Wednesday, May 16, 2012

alive and well and living in...

It's quite extraordinary how quickly the human mind adapts to new situations. Miss H hasn't even been here two weeks and already she's gotten the hang of shopping in Korea (necessities: an old lady's wheeled shopping cart and a strong elbow for shoving one's way through crowds).

Oh yes...Miss H is here. She had a hell of a ride across the ocean. Our little black cat, Charlie, was quite a trooper during the whole affair. Thanks to some directions I had a coworker translate, Miss H found herself a cab from Incheon Airport to my apartment building (for 70,000 won!) and installed herself there forthwith. The two of us have spent our time getting reacquainted, purchasing needful things for this bachelor pad, and exploring greater Seoul.

(The name of my apartment building, by the way, is Estima Officetel. I shall refer to it simply as "Estima" from here on out. I'm getting sick of typing "my apartment building.")

Speaking for myself, it's taken a remarkably short time for me to fit back into the expatriate lifestyle.
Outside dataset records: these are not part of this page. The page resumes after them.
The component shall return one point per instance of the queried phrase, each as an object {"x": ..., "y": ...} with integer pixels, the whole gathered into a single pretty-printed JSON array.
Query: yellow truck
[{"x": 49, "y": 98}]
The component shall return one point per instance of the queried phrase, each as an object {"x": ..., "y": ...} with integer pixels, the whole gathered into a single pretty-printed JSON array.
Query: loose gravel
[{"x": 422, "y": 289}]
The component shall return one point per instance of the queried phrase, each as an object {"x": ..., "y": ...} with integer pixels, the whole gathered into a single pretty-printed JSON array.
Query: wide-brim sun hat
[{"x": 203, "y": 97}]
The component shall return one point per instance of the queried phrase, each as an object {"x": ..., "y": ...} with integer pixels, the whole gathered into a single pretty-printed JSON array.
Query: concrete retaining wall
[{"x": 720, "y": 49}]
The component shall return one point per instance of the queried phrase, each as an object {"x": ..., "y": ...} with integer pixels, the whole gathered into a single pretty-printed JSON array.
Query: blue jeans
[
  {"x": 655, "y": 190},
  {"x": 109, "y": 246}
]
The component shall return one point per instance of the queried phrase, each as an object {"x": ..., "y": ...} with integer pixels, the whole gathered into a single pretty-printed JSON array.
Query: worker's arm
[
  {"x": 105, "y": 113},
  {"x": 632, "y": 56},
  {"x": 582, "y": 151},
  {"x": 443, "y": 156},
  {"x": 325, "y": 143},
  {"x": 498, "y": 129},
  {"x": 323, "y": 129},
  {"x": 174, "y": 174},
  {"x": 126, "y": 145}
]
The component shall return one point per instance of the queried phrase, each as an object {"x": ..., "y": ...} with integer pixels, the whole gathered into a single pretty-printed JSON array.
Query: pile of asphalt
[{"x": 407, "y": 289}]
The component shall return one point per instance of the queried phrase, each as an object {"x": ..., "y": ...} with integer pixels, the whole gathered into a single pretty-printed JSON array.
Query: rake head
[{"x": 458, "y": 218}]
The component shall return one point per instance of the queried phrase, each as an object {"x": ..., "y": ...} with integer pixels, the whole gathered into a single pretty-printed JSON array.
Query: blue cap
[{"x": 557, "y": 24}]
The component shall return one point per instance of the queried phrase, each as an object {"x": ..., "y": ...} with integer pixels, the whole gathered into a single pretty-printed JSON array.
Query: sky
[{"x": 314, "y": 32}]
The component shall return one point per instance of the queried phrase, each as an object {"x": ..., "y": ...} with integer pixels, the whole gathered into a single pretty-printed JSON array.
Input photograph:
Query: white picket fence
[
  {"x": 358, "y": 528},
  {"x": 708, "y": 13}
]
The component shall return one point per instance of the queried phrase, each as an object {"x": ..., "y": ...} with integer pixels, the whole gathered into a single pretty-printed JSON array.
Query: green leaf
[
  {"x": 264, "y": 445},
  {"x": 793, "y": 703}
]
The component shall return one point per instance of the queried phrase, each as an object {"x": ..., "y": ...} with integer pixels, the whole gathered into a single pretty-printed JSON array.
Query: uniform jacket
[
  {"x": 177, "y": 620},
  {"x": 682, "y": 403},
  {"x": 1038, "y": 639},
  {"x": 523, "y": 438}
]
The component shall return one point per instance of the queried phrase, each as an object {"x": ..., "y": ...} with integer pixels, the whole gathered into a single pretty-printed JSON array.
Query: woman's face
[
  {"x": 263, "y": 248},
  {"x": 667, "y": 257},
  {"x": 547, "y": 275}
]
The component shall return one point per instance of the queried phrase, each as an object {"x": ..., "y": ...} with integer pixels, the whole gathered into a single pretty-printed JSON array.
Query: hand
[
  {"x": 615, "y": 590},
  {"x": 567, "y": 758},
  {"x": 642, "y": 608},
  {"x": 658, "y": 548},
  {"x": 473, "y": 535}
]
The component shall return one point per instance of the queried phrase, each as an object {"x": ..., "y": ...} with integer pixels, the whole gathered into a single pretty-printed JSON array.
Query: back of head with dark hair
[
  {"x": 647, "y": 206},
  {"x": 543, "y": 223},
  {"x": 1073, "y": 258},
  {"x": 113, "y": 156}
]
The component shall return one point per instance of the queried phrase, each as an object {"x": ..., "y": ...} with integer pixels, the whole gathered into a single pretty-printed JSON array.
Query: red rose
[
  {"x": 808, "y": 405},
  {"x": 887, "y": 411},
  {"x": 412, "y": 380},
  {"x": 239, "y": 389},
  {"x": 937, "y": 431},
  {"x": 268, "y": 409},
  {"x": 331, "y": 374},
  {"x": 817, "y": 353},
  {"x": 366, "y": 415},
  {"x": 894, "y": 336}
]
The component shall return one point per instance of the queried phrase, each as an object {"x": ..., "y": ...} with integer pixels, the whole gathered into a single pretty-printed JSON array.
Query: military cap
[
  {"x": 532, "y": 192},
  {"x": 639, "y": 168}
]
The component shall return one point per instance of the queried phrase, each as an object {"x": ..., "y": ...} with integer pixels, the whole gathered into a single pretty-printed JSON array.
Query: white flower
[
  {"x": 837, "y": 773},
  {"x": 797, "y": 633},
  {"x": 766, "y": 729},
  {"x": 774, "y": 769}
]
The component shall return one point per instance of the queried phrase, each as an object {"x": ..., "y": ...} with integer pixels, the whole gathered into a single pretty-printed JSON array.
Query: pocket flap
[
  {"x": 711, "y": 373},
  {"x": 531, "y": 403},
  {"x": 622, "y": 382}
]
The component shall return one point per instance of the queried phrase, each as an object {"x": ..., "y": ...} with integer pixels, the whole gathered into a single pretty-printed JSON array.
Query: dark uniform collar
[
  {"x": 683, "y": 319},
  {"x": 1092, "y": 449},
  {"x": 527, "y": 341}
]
I go to work in the afternoons and evenings; get home and cook something non-Korean for dinner; read a book, pen a blog post or add something to the novel; go to sleep at some obscenely late hour; wake up late and do errands; nod to my fellow round-eyes in the street, as though we're members of some secret society; and observe the oddities and idiosyncrasies of this foreign nation with bemused eyes.

What oddities and idiosyncrasies, you ask?

I'll tell you.

Korea is the only country I've been in where you have to ask the street vendor not to put sugar on your corn dog...

...where wailing ambulances stop for red lights and city buses routinely blow them...

...where you'll find old folks in the city park at midnight using the free exercise equipment...

...where scooter-riders can't seem to decide whether they're pedestrians or vehicles...

...where things like turkey, limes, and clothes-drying machines are needless fripperies...

...where trucks mounted with loudspeakers drive slowly through urban neighborhoods blasting ads for various products at annoying decibel levels...

...where political candidates hire people off the street to dress up in flamboyant colors and dance the boogie outside subway stations to drum up support for their campaigns...

...and oodles more.

I'd really like to be able to show you this stuff instead of tell you, but I gotta get a better camera. My small, cherry-red Canon PowerShot A480 just doesn't have the aperture or the F-stops to capture the essence of Korea.

Ah, how do I explain it? How do I delineate the charm, the wonderment, the magic of being back? Being abroad once more? Being in a new town, a new(ish) country once again? How can I describe what even pictures cannot capture, like the party we expatriates (and a few lucky Koreans) had on the roof of Estima for Cinco de Mayo?


The infinite majesty of King Sejong's statue at Gwanghwamun (the largest gate of Gyeongbokgung Palace...yes, that's me in the picture)?



The breathtaking beauty of the Cheonggyecheon, the murmuring stream that runs through central Seoul, glowing at night with colored lights?

Dining at Gwangjang Market, a smorgasbord of the most delectable Korean street food?

The endless glittering labyrinth of the COEX Mall in Jamsil, the largest underground mall in Asia?

Watching shifty Korean guys play cards on a makeshift table on the streets of Itaewon (when they saw me, they hid their faces)?

The mind-blowing view from the observation deck of N'Seoul Tower?

The enormity, variety and diversity of the Nakwon Music Mall in Insadong?

I suppose the whole experience is encapsulated in the walks I take every evening. Some nights are so cool and moist, and the stars so obscured, and the distant silhouettes of apartment buildings so dim, and the streetlights so bright, it's almost as though I'm walking along the bottom of the ocean. The depth, the scope, the full import of the fact that I'm here, in East Asia once more, living and working in a foreign country, breathing foreign air and eating foreign food, existing day-to-day in a place that's incontestably alien and yet somehow not so—it all hits me then.

Someday I'll post a picture. A good picture.